Cross Ranch State Park and the surrounding area are living textbooks on cultural history. The park and nature preserve are listed on the National Register of Historic Places as an archeological district.
The Mandan Indians predominated the area's cultural history. Mandan village sites have been found within the park and preserve, ranging from villages of rectilinear lodges the Mandan are thought to have built in the 12th century, to the round earth lodges Lewis and Clark noted on their journey upriver in 1804.
By the late 1700s, the fortified Mandan villages were major trading centers. Several hundred people occupied each. A stable lifestyle and abundant resources allowed the Mandan to develop a rich and intricate culture. Unfortunately, it could not protect them from the diseases that came with the white man and a series of smallpox epidemics in the late 1700s and early 1800s took their toll. Today, descendents of the Mandan live on the Fort Berthold Indian Reservation around Lake Sakakawea.

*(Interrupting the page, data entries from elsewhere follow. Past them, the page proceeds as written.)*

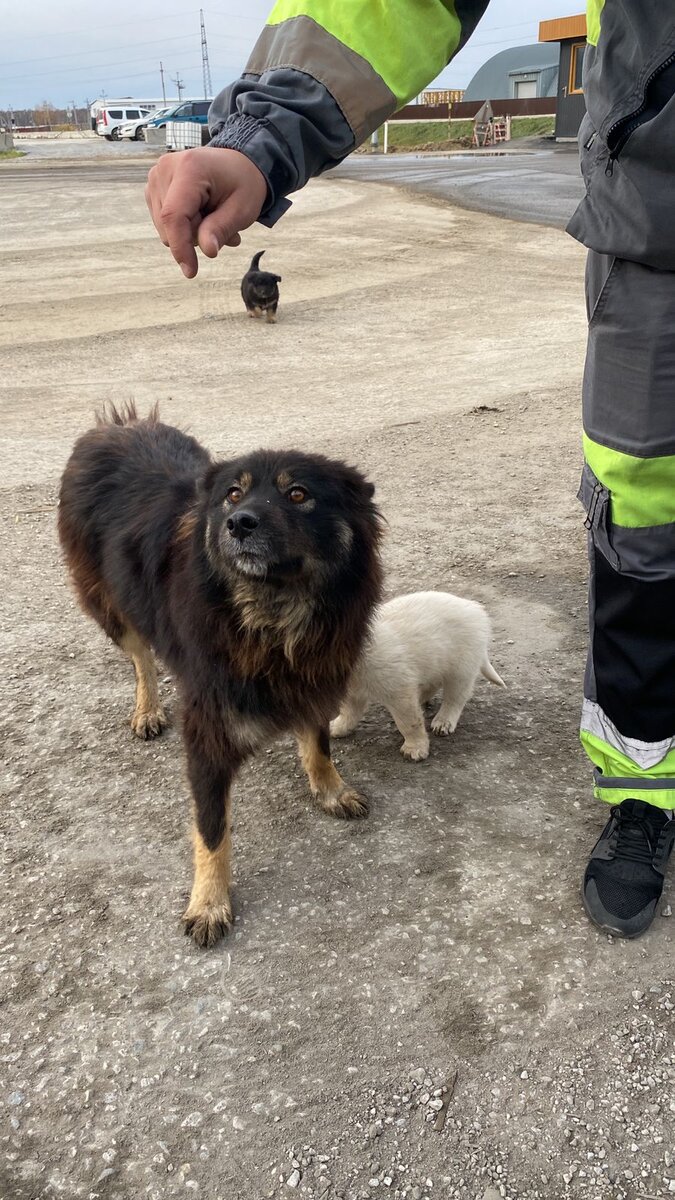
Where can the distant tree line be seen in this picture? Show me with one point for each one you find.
(46, 114)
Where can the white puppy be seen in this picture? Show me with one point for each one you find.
(419, 645)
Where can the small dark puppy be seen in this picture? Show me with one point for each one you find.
(260, 291)
(254, 580)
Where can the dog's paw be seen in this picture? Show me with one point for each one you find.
(339, 727)
(414, 753)
(207, 925)
(347, 805)
(149, 725)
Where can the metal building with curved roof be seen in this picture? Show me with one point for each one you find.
(523, 72)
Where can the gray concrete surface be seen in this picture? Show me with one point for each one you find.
(436, 952)
(541, 185)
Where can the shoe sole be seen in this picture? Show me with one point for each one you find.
(611, 929)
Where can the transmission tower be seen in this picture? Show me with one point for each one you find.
(205, 67)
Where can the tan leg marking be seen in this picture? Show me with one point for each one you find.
(209, 913)
(328, 787)
(149, 718)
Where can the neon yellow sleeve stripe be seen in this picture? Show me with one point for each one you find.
(407, 42)
(593, 11)
(643, 490)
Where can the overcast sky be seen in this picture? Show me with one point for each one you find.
(75, 51)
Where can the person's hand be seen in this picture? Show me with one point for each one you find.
(203, 198)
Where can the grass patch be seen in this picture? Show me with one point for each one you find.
(444, 136)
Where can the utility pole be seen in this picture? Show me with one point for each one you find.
(205, 67)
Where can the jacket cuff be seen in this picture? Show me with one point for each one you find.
(287, 124)
(254, 137)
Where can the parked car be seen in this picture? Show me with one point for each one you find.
(109, 120)
(191, 111)
(136, 130)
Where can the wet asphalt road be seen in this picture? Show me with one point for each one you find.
(542, 185)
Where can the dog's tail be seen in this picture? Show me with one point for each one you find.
(488, 672)
(126, 414)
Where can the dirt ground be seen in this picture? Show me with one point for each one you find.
(413, 1006)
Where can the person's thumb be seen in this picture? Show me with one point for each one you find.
(221, 227)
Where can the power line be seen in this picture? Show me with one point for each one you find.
(115, 24)
(106, 49)
(179, 84)
(91, 67)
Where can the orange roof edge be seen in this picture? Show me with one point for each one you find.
(562, 27)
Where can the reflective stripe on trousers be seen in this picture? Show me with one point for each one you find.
(628, 493)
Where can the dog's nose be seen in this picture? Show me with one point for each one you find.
(242, 525)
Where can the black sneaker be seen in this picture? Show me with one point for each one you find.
(623, 879)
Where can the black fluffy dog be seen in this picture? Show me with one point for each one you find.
(260, 291)
(254, 580)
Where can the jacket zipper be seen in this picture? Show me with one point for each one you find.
(633, 119)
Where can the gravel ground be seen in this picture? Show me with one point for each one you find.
(413, 1006)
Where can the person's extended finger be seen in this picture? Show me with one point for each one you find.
(181, 213)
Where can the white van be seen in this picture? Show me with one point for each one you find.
(109, 120)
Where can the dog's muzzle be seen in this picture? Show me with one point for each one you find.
(242, 525)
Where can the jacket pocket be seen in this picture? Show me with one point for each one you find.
(596, 499)
(592, 150)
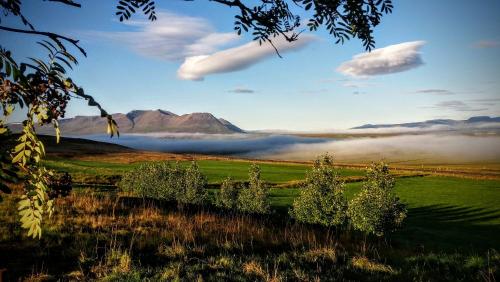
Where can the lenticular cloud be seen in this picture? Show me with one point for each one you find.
(237, 58)
(391, 59)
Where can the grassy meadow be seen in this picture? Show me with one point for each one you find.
(101, 233)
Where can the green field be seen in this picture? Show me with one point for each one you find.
(98, 233)
(444, 212)
(214, 170)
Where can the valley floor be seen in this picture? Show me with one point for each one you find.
(451, 232)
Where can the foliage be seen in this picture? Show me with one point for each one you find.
(44, 88)
(153, 180)
(60, 185)
(193, 191)
(376, 210)
(266, 19)
(322, 200)
(160, 180)
(227, 197)
(255, 197)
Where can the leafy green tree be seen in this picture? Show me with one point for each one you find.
(194, 188)
(44, 88)
(321, 200)
(227, 197)
(160, 180)
(376, 210)
(156, 180)
(255, 197)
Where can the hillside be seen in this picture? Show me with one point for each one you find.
(146, 121)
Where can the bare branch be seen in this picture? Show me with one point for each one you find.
(54, 36)
(67, 2)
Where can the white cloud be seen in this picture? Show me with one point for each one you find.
(459, 106)
(483, 44)
(237, 58)
(435, 91)
(391, 59)
(171, 37)
(242, 90)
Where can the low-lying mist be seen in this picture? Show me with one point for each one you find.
(429, 148)
(435, 148)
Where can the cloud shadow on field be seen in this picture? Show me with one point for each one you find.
(446, 227)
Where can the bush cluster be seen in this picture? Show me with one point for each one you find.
(375, 210)
(161, 180)
(322, 200)
(253, 198)
(60, 185)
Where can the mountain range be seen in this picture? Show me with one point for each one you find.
(146, 121)
(439, 123)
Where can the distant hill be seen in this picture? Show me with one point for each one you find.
(147, 121)
(438, 123)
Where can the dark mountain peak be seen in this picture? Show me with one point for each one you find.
(168, 113)
(135, 113)
(144, 121)
(483, 119)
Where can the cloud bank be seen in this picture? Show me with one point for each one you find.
(484, 44)
(404, 149)
(241, 90)
(435, 91)
(171, 37)
(391, 59)
(237, 58)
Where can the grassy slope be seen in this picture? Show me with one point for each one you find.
(444, 212)
(215, 170)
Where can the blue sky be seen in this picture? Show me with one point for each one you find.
(447, 65)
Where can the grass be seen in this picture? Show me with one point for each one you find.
(451, 232)
(444, 212)
(112, 237)
(214, 170)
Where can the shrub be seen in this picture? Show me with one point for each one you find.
(160, 180)
(321, 200)
(193, 191)
(376, 210)
(255, 197)
(156, 180)
(60, 185)
(227, 197)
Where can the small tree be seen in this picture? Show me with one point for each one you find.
(255, 197)
(151, 180)
(193, 191)
(322, 200)
(227, 197)
(376, 210)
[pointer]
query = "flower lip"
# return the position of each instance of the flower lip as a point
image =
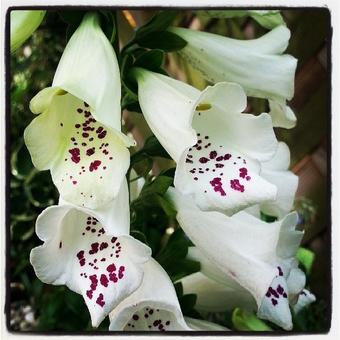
(154, 305)
(177, 117)
(88, 69)
(82, 152)
(78, 252)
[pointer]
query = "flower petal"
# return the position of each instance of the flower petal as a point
(305, 298)
(274, 306)
(152, 307)
(275, 171)
(167, 106)
(247, 249)
(253, 64)
(282, 115)
(88, 69)
(213, 296)
(23, 24)
(203, 325)
(88, 161)
(252, 135)
(77, 252)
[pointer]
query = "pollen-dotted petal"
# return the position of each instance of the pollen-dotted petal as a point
(77, 252)
(152, 307)
(88, 160)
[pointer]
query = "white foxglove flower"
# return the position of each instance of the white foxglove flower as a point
(77, 134)
(218, 150)
(266, 18)
(305, 298)
(254, 253)
(257, 65)
(276, 171)
(213, 296)
(136, 185)
(218, 292)
(79, 253)
(23, 24)
(203, 325)
(154, 307)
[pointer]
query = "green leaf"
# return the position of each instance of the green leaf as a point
(164, 40)
(244, 321)
(138, 235)
(187, 302)
(151, 148)
(158, 186)
(130, 103)
(72, 17)
(270, 20)
(306, 258)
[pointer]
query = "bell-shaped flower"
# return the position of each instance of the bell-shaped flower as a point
(213, 296)
(276, 171)
(79, 252)
(218, 292)
(256, 254)
(23, 24)
(266, 18)
(154, 306)
(77, 134)
(218, 149)
(257, 65)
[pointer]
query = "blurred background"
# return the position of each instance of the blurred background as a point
(34, 306)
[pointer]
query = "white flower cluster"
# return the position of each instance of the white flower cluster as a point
(230, 167)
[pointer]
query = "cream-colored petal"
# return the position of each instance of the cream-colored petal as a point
(77, 252)
(152, 307)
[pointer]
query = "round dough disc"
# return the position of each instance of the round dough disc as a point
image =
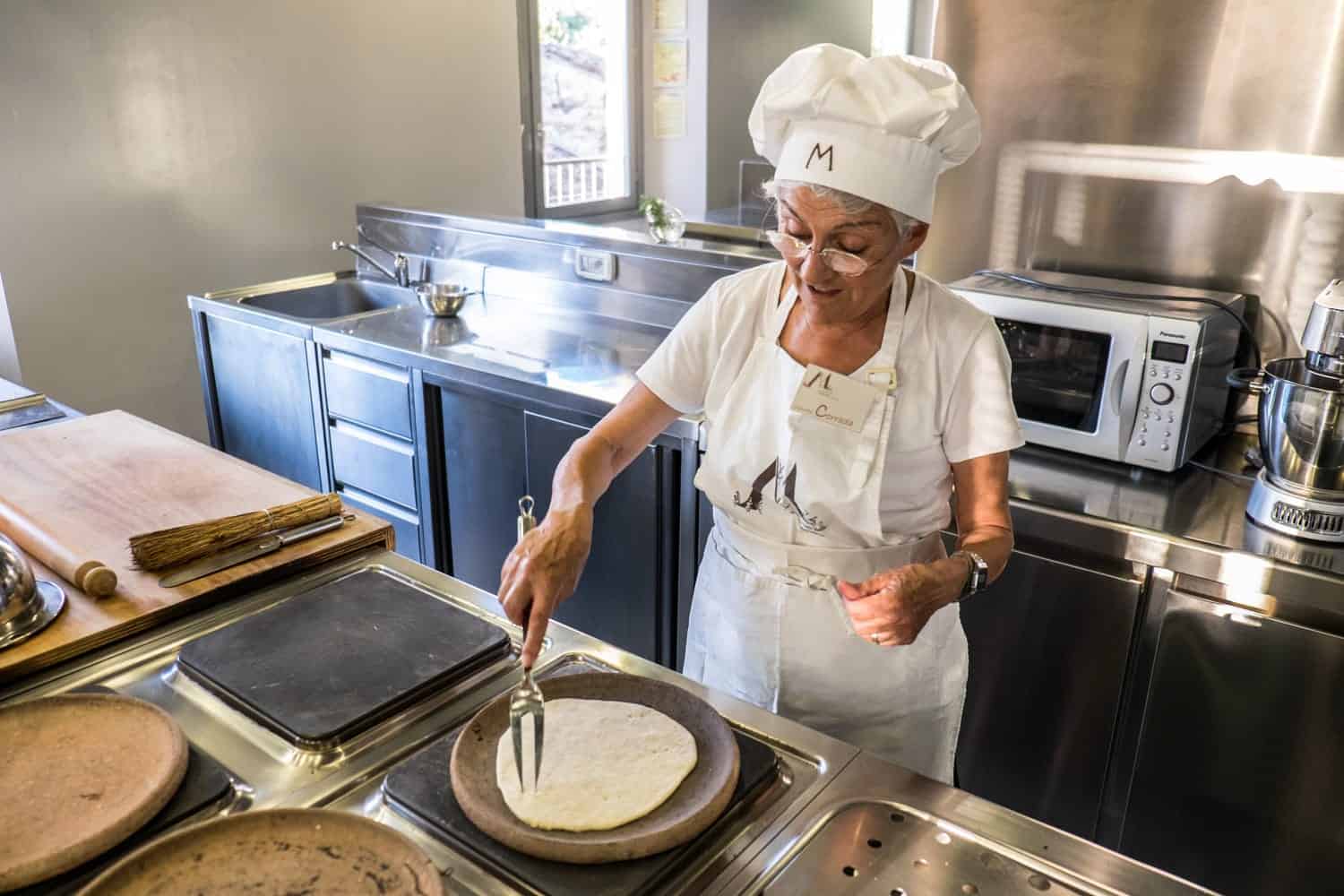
(605, 763)
(80, 774)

The Lewis and Clark Expedition:
In October of 1804, the Lewis and Clark Expedition camped across the river from the park. Meriwether Lewis wrote of the “handsome hight prairie.” Just a few miles upstream, northwest of present day Washburn the expedition made its winter camp at Fort Mandan. The natural diversity noted in the expedition's journals can still be found in the thousands of acres on the preserve and in the state park.
In 1879, A.D. Gaines, a professor of classical literature, came to the area as a land agent for the Northern Pacific Railroad, eventually purchasing over 11,000 acres. During his time at the ranch Gaines, a Teddy Roosevelt enthusiast, acquired the Maltese cross brand. The nearby town of Sanger was also established during that time. Once a thriving town with a railroad depot and steamboat service, the town was short lived. After the Depression several businesses closed. Due to improved roadways and automobiles, people traveled further for their goods and the town slowly died. The post office was the last business to close. All that remains today are a handful of abandoned buildings.
In 1956, ownership of the Gaines Ranch passes to Bob and Gladys Levis, who renamed their land Cross Ranch. The Nature Conservancy subsequently purchased the ranch in the 1980s. Both the Conservancy and Burlington Northern Railroad donated land to create Cross Ranch State Park. The Nature Conservancy manages the remaining neighboring land, some 6,000 acres, as a dedicated state nature preserve. Hiking trails now connect the park and preserve.